“Libraries own early childhood.” I heard this remark while attending a talk on the future of libraries hosted by the Ontario City Library. Garry Golden, the motivational futurist and speaker complimented the library community on the success of early childhood related programming across the nation. He could have been talking about the Grace Mellman Community Library Youth Services crew. They host seven weekly story times, monthly events such as Crafternoons, Family Movie Nights, and Dog Day Afternoons which demonstrates that the children of the Temecula Valley are loved, educated, and inspired.
As I listened to Mr. Golden discuss the future of libraries and how the scope of services may be changing, I felt a sense of pride in knowing that the staff at the Grace Mellman Community Library has already caught a glimpse of the future and are moving toward it.
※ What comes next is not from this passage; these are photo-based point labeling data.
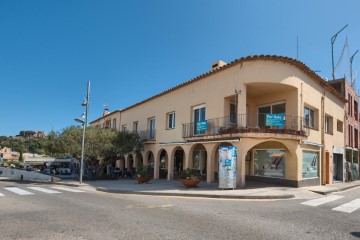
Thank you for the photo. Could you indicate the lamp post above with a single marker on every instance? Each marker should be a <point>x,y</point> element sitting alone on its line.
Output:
<point>85,104</point>
<point>333,38</point>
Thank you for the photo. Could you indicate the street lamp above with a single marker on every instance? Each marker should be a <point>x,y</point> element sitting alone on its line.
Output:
<point>333,38</point>
<point>85,103</point>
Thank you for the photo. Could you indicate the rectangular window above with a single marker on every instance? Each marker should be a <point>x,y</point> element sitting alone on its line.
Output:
<point>328,124</point>
<point>356,115</point>
<point>135,127</point>
<point>339,126</point>
<point>171,120</point>
<point>200,124</point>
<point>310,164</point>
<point>269,163</point>
<point>123,128</point>
<point>274,108</point>
<point>151,122</point>
<point>309,116</point>
<point>356,138</point>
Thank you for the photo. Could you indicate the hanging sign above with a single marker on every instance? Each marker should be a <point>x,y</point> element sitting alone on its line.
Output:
<point>227,167</point>
<point>201,126</point>
<point>275,120</point>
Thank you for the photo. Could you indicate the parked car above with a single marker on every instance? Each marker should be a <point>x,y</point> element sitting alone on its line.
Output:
<point>63,171</point>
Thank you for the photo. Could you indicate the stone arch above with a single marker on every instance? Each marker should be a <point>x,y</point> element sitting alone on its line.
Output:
<point>177,162</point>
<point>150,161</point>
<point>163,160</point>
<point>290,160</point>
<point>198,158</point>
<point>138,160</point>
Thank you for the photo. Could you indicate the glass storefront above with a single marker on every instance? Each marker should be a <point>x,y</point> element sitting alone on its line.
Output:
<point>269,163</point>
<point>199,161</point>
<point>310,164</point>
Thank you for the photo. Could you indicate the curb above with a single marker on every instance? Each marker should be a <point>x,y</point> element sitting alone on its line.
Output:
<point>40,182</point>
<point>334,190</point>
<point>253,197</point>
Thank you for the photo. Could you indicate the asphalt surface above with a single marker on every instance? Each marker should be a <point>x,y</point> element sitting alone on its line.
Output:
<point>97,215</point>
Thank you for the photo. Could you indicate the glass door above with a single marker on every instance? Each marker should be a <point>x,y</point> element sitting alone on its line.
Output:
<point>199,117</point>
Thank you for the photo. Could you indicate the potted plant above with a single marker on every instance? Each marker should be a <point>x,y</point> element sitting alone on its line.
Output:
<point>190,177</point>
<point>143,175</point>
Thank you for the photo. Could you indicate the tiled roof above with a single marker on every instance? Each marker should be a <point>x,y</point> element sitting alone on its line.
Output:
<point>300,65</point>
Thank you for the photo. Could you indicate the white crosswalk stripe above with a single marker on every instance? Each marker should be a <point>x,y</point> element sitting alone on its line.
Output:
<point>44,190</point>
<point>320,201</point>
<point>18,191</point>
<point>349,207</point>
<point>68,189</point>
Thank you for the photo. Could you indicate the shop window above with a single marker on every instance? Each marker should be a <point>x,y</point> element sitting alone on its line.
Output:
<point>310,163</point>
<point>328,124</point>
<point>269,163</point>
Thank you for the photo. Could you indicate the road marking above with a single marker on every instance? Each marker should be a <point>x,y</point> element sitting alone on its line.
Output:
<point>18,191</point>
<point>148,206</point>
<point>348,207</point>
<point>319,201</point>
<point>44,190</point>
<point>68,189</point>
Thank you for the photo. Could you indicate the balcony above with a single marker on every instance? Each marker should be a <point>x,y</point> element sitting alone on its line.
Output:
<point>148,135</point>
<point>243,125</point>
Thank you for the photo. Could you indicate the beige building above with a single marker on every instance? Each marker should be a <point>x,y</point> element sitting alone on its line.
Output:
<point>286,123</point>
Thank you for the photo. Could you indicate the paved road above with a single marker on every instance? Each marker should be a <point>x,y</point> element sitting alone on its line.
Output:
<point>49,212</point>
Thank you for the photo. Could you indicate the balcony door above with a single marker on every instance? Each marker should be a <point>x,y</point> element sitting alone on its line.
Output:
<point>274,108</point>
<point>199,117</point>
<point>152,128</point>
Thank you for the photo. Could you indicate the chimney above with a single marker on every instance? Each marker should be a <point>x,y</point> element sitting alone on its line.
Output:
<point>217,64</point>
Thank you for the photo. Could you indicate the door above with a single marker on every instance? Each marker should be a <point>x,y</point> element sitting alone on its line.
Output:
<point>199,116</point>
<point>327,168</point>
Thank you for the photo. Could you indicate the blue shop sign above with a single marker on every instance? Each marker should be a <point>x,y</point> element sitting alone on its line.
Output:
<point>201,126</point>
<point>275,120</point>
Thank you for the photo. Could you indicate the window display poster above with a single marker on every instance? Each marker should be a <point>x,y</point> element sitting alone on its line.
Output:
<point>227,167</point>
<point>310,164</point>
<point>269,163</point>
The Adult Services team provides insightful responses to everyday questions regarding the uses and functions of new technology and how the library collection facilitates learning in contemporary ways. The Circulation staff members constantly strive to be sure the most sought-after titles are readily available, and encourage patrons to utilize the digital materials available to library card holders. The calendar is full of programs that teach computer skills, crafting, and wellness techniques that encourage Baby Boomers to stay engaged in activities that will help them age in positive ways.
Recently, I have been pondering what else we can do and that brings to mind the support of the Friends of the Temecula Libraries and how willing they are to partner with us as we move forward in the services we are able to offer our community. It is not enough to be relevant; we must continue to be a vital and contributing force in our county.